E’ in fase avanzata il progetto di costruire a Milano un nuovo stadio di calcio che dovrebbe sostituire quello, storico, di San Siro. I tifosi e anche i milanesi che tifosi non sono si sono divisi fra favorevoli e ‘nostalgici’. Va da sé che io sono fra i secondi, però per ragioni più profonde della semplice, e sia pur importante, nostalgia. Per la verità io sono nostalgico del vecchio San Siro, quello che c’era, immutato da sessant’anni, prima che, per i Campionati del mondo del 1990, si decidesse di ‘aggiornarlo’ con un costo che partito da un preventivo di 35 miliardi arrivò, in corso d’opera, a 170 per le solite grassazioni che si consumano, ovunque e comunque, sulle ‘grandi opere’. Ma questo sarebbe ancora il meno perché a tali ruberie siamo ormai così abituati da non farci nemmeno più caso. La cosa più grave è che il vecchio stadio invece di uscirne migliorato è stato peggiorato, in tutti i sensi. Quello estetico tanto per cominciare. San Siro, visto da fuori e da dentro, era un ovale perfetto. Le quattro enormi torri, per costruire un terzo anello, inutile perché San Siro, giochino il Milan o l’Inter anche contro una grande rivale europea, 90 mila spettatori non li ha mai visti e perché, comunque, dal terzo anello il campo è troppo lontano e non si vede nulla, hanno distorto questa ellittica geometria. Il terreno di San Siro, non a caso noto come “la Scala del calcio”, era considerato il migliore d’Europa insieme a Wembley e al Prater di Vienna. L’altrettanto inutile tettoia in vetrocemento che dovrebbe proteggere gli spettatori, inutile perché la pioggia ha il cattivo e dispettoso vizio di non scendere giù dritta ma di traverso, lo ha rovinato. Chiunque abbia giocato a calcio anche sui campi più periferici o dilettantistici sa che la buona tenuta del terreno dipende dalla sua esposizione al sole. Con quell’assurda copertura il terreno di gioco, un misto di erba e sintetico causa non ultima dei numerosi infortuni, ora deve essere cambiato ogni tre mesi. In primavera e a inizio estate si soffoca, non si respira. Ho assistito con mio figlio Matteo alla partita Germania-Olanda dei Campionati del mondo del 1990, giocata a fine giugno (2 a 1 per i tedeschi, gol di Klinsmann e di Brehme, chi segnò per gli olandesi non me lo ricordo). Eravamo dietro una delle porte, sul primo anello, e quindi molto vicini al terreno di gioco. Respiravamo a fatica e ci chiedevamo come potessero farlo quelli in campo.

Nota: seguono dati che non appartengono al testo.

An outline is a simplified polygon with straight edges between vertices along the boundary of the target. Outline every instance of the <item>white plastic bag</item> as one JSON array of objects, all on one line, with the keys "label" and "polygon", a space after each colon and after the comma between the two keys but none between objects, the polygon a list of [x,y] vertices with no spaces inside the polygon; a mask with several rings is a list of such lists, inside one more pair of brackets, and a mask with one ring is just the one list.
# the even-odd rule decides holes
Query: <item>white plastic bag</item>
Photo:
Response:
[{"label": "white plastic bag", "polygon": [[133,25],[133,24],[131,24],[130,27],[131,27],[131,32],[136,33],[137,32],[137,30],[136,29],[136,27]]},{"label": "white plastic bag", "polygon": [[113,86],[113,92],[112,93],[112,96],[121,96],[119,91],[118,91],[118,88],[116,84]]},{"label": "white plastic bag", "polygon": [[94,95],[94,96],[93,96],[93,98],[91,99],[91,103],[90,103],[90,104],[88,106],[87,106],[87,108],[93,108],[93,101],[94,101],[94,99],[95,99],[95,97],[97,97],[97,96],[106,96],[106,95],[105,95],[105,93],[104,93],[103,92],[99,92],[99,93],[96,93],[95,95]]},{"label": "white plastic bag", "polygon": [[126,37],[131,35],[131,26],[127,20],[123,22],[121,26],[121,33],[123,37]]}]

Comunque, nonostante tutto, San Siro resta un signor stadio, tanto che vi si è disputata nel 2016 la finale di Champions. Perché allora abbatterlo? L’idea è partita dagli Stati Uniti, da Elliott, il fondo proprietario del Milan. Adesso gli americani, che a calcio non hanno mai saputo giocare (i loro sport sono il baseball e il basket) vogliono colonizzarci anche in questo gioco che è nato in Europa. E naturalmente vi portano la loro mentalità e la loro cultura. Poiché non hanno una Storia, almeno rispetto a quella più che bimillenaria dell’Europa, non hanno nemmeno monumenti. Per loro abbattere un grattacielo per sostituirlo con un altro è normale. Lo skyscraper è il loro mito. Benché buona parte del territorio sia costituito da grandi pianure il loro orizzonte, anche sociale, è verticale (“il sogno americano”). Per noi europei, e soprattutto per noi italiani, è molto diverso. Abbiamo una memoria storica e su questa si fonda la nostra identità. Noi, a differenza degli americani, non guardiamo al futuro ma al passato, perché il nostro è un grande passato. Lo è anche quello dei tempi più recenti. Se pensiamo a Milano –perché qui di Milano si tratta- questa città è fatta dei suoi stupendi palazzi, settecenteschi, ottocenteschi, novecenteschi (per questi ultimi fino alla Seconda guerra mondiale), delle sue case di ringhiera là dove ancora esistono e resistono a quella che si chiama ‘modernizzazione’. Ed è fatta quindi anche del suo stadio di calcio, che è del 1928, dove sono passate, gioendo o soffrendo, generazioni e generazioni. Togliere di mezzo San Siro significa recidere una parte, non trascurabile, della memoria storica di Milano e dei milanesi.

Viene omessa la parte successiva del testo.